Python 3.8.9 (tags/v3.8.9:a743f81, Apr  2 2021, 11:10:41) [MSC v.1928 64 bit (AMD64)] on win32
Type "help", "copyright", "credits" or "license" for more information.
>>> import tensorflow as tf
2021-04-13 20:17:15.816771: W tensorflow/stream_executor/platform/default/dso_loader.cc:60] Could not load dynamic library 'cudart64_110.dll'; dlerror: cudart64_110.dll not found
2021-04-13 20:17:15.817103: I tensorflow/stream_executor/cuda/cudart_stub.cc:29] Ignore above cudart dlerror if you do n>>> print(tf.config.list_physical_devices('GPU'))
2021-04-13 20:17:36.158492: I tensorflow/stream_executor/platform/default/dso_loader.cc:49] Successfully opened dynamic library nvcuda.dll
2021-04-13 20:17:36.191206: I tensorflow/core/common_runtime/gpu/gpu_device.cc:1770] Found device 0 with properties:
pciBusID: 0000:01:00.0 name: GeForce RTX 3060 Laptop GPU computeCapability: 8.6
coreClock: 1.425GHz coreCount: 30 deviceMemorySize: 6.00GiB deviceMemoryBandwidth: 312.97GiB/s
2021-04-13 20:17:36.191645: W tensorflow/stream_executor/platform/default/dso_loader.cc:60] Could not load dynamic library 'cudart64_110.dll'; dlerror: cudart64_110.dll not found
2021-04-13 20:17:36.191941: W tensorflow/stream_executor/platform/default/dso_loader.cc:60] Could not load dynamic library 'cublas64_11.dll'; dlerror: cublas64_11.dll not found
2021-04-13 20:17:36.192248: W tensorflow/stream_executor/platform/default/dso_loader.cc:60] Could not load dynamic library 'cublasLt64_11.dll'; dlerror: cublasLt64_11.dll not found
2021-04-13 20:17:36.192544: W tensorflow/stream_executor/platform/default/dso_loader.cc:60] Could not load dynamic library 'cufft64_10.dll'; dlerror: cufft64_10.dll not found
2021-04-13 20:17:36.192849: W tensorflow/stream_executor/platform/default/dso_loader.cc:60] Could not load dynamic library 'curand64_10.dll'; dlerror: curand64_10.dll not found
2021-04-13 20:17:36.193141: W tensorflow/stream_executor/platform/default/dso_loader.cc:60] Could not load dynamic library 'cusolver64_10.dll'; dlerror: cusolver64_10.dll not found
2021-04-13 20:17:36.193434: W tensorflow/stream_executor/platform/default/dso_loader.cc:60] Could not load dynamic library 'cusparse64_11.dll'; dlerror: cusparse64_11.dll not found
2021-04-13 20:17:36.193765: W tensorflow/stream_executor/platform/default/dso_loader.cc:60] Could not load dynamic library 'cudnn64_8.dll'; dlerror: cudnn64_8.dll not found
2021-04-13 20:17:36.193965: W tensorflow/core/common_runtime/gpu/gpu_device.cc:1803] Cannot dlopen some GPU libraries.
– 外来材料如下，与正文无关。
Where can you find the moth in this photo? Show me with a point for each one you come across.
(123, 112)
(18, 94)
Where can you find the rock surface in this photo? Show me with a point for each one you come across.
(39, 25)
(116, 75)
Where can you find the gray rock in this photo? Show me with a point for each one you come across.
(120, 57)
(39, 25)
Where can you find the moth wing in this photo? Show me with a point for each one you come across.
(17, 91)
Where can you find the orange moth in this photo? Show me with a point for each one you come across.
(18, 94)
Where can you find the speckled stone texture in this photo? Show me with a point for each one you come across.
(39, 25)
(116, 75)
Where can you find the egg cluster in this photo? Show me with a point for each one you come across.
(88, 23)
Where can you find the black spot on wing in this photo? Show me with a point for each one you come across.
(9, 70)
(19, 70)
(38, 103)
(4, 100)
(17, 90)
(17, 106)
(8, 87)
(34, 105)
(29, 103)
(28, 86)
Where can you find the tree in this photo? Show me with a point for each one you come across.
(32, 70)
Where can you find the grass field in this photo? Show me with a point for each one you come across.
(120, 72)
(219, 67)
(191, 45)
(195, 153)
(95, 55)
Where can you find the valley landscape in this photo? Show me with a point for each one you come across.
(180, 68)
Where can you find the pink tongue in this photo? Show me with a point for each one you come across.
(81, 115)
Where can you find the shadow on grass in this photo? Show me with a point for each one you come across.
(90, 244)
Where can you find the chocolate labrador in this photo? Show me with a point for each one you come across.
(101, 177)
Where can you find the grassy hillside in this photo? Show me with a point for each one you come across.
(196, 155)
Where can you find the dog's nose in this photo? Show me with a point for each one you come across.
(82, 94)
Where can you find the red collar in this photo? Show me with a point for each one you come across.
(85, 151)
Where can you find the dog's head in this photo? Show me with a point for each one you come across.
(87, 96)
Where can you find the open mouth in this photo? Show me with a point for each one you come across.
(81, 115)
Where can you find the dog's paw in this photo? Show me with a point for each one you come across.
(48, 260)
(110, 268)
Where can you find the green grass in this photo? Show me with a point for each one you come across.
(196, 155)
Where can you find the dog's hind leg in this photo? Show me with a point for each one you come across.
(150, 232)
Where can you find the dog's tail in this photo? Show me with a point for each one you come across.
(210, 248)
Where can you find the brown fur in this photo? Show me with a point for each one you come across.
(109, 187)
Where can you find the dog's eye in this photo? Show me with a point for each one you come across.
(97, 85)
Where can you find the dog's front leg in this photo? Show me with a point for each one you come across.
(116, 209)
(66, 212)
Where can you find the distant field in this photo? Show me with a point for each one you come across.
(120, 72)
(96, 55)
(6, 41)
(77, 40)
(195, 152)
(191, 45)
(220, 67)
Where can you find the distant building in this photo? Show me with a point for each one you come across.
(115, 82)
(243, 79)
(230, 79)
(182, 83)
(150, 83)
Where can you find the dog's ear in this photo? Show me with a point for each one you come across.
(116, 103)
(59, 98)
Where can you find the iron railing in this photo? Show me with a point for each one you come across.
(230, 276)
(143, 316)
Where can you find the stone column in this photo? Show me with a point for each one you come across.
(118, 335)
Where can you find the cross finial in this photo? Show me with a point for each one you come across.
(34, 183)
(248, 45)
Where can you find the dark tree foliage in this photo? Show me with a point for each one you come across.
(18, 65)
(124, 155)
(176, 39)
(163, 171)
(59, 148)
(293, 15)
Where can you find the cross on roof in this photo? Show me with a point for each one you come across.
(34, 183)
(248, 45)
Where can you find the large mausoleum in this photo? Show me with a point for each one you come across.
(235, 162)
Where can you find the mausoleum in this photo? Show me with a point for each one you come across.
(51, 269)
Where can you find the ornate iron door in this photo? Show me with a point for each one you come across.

Please make sure the missing libraries mentioned above are installed properly if you would like to use GPU. Follow the guide at https://www.tensorflow.org/install/gpu for how to download and setup the required libraries for your platform.
Skipping registering GPU devices...
[]
>>> exit()
1
2
3
4
5
6
7
8
9
10
11
12
13
14
15
16
17
18
19
20
21

我当时就懵了。。。我明明安了CUDA和cuDNN,为啥你就是找不到dll呢?

为了以防万一,我重新检查了%PATH%环境变量,加上了cuDNN的bin文件夹,重启电脑,打开python,执行测试代码

然后它又报了一样的错。。。

# 解决

那本着既然你不到我这来找,我把你要找的东西放到某个你一定会去找的地方的指导思想,我把CUDA/bin目录下的东西和cuDNN的bin目录下的东西全都复制到System32文件夹里面了,这回错误信息少了不少:

Python 3.8.9 (tags/v3.8.9:a743f81, Apr  2 2021, 11:10:41) [MSC v.1928 64 bit (AMD64)] on win32
Type "help", "copyright", "credits" or "license" for more information.
>>> import tensorflow as tf
2021-04-13 20:21:59.188311: I tensorflow/stream_executor/platform/default/dso_loader.cc:49] Successfully opened dynamic >>> print(tf.config.list_physical_devices('GPU'))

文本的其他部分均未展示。